Wednesday, May 09, 2007

The 30% Bubble

U.S. News and World Report recently ran an article titled A Sinking Presidency, describing the worsening political situation faced by the White House. The fact that President Bush lives in a bubble surrounded by yes people is expanded in this article, with the perspective given by a former administration insider:
Former 2004 Bush campaign strategist Matthew Dowd recently broke with his former boss by declaring that Bush is "secluded and bubbled in"-a reference to the protective "bubble" that insulates the White House. Dowd's assessment is shared by many Republicans in Washington. "Isolation is inevitable in any White House," says a former Bush aide who returned to the West Wing recently to chat with former colleagues. Now that he is out of the bubble, the former aide says, he can see an isolation he didn't recognize before. "People in the White House are talking only to each other, reconfirming each other's and the president's perceptions and judgments," he says.
The famed Bush bubble has been the talk of Washington for years, but now it turns out that the insulation extends well beyond George Bush to encompass the entire administration. Dowd, in effect, expands the much ballyhooed Bush bubble to encompass the entire administration. No wonder Congressional oversight hearings since Democrats have taken control have seen such spectacular melt downs, from the head of the GSA, Lurita Doan, being heard asking her aides to take her drinking glass because she didn't want "them to have my fingerprints, they've got me totally paranoid!", to Alberto Gonzales' famed appearance being compared by another Republican to the clubbing of a baby seal.

One of the great perplexities to my side of the great political divide has to do with the 30 percenters. Call them what you will. Koolaid drinkers, The Borg, wingnuts, or any of another half dozen such labels intended to denote mindless acceptance of all things Bush. How is it that there is this immutable base that can not be reached, no matter the facts or logic given them. I think the U.S. News story provides the equation I've been searching for.

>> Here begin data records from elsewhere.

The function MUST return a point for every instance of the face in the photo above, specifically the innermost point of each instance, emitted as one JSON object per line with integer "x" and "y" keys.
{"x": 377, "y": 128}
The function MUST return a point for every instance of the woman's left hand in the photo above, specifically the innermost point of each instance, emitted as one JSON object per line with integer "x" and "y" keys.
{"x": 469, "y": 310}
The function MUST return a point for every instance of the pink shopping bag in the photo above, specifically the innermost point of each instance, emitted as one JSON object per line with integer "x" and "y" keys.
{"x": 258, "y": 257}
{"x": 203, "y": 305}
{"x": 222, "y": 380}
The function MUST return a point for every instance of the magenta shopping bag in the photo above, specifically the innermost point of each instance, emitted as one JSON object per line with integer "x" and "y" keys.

What Matthew Dowd exposes as a bubble encompassing the entire administration widened the perception, in my mind at least, from just the President to the entire White House. Another level of bubble expansion can explain the seemingly unrealistic opinions and self serving facts espoused by the administrations benefactors on Capitol Hill, and that would place the entire Republican establishment of Washington D.C. in that bubble.

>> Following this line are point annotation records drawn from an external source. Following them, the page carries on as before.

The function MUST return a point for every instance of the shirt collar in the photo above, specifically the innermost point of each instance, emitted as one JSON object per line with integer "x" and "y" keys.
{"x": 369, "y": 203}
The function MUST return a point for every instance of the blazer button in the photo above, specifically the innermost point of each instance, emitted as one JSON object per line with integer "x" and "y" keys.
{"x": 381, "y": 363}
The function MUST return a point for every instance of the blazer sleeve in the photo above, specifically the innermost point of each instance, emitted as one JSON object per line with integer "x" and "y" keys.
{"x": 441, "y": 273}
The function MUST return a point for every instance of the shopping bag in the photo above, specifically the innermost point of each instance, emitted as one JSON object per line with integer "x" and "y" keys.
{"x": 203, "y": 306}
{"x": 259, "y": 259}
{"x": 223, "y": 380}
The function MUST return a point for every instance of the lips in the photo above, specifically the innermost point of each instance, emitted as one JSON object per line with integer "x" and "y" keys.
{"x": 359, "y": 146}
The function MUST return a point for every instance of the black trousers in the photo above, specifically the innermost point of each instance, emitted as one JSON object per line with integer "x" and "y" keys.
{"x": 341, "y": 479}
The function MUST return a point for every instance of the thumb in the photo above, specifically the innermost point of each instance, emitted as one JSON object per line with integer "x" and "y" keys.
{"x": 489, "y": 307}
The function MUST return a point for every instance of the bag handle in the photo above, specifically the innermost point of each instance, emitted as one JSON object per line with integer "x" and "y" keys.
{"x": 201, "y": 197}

Just one more expansion of the bubble is enough to encompass anyone in the Republican party who wants to be in the bubble. Anyone who doesn't want to open their eyes to truth or reality can surround themselves in this bubble. Anyone who wishes can be nearly as out of touch and in an alternate reality of Republican making as the President, his administration, and Republican Congress members.

All they have to do is rely upon Fox news for their daily information. Rush Limbaugh, Michael Savage and the rest of the right wing hate gang are good for strengthening the veneer of alternate fact their bubble consists of. They can read the Washington Times and columns from Ann Coulter for further reinforcement. All of these sources and many more reinforce the notion that things are going swell in Iraq, that the President is always right, that Democrats are going to be the unwitting cause of the next 9/11, and that the Generals on the ground in Iraq formulated the surge.

The President isn't the only one in the bubble. 30% of the entire nation is!

Now I'm certain that the same people I accuse here would accuse me of being in my own ideological bubble. The fact is that it is very difficult for a liberal to have the resources to surround themselves with the sort of echo machine conservatives have. There is no liberal equivalent for Fox News. I can't go to any one of 5 liberal talk shows on the radio. If I only wanted to live an online existence I could construct that bubble, but I spend so much time at work looking at a monitor that my home time is spent anywhere BUT at the keyboard. I just don't think there are as many opportunities for a liberal bubble to be created, and frankly I would not want one as it is.

The question is... how do we burst the bubble on the 30 percenters?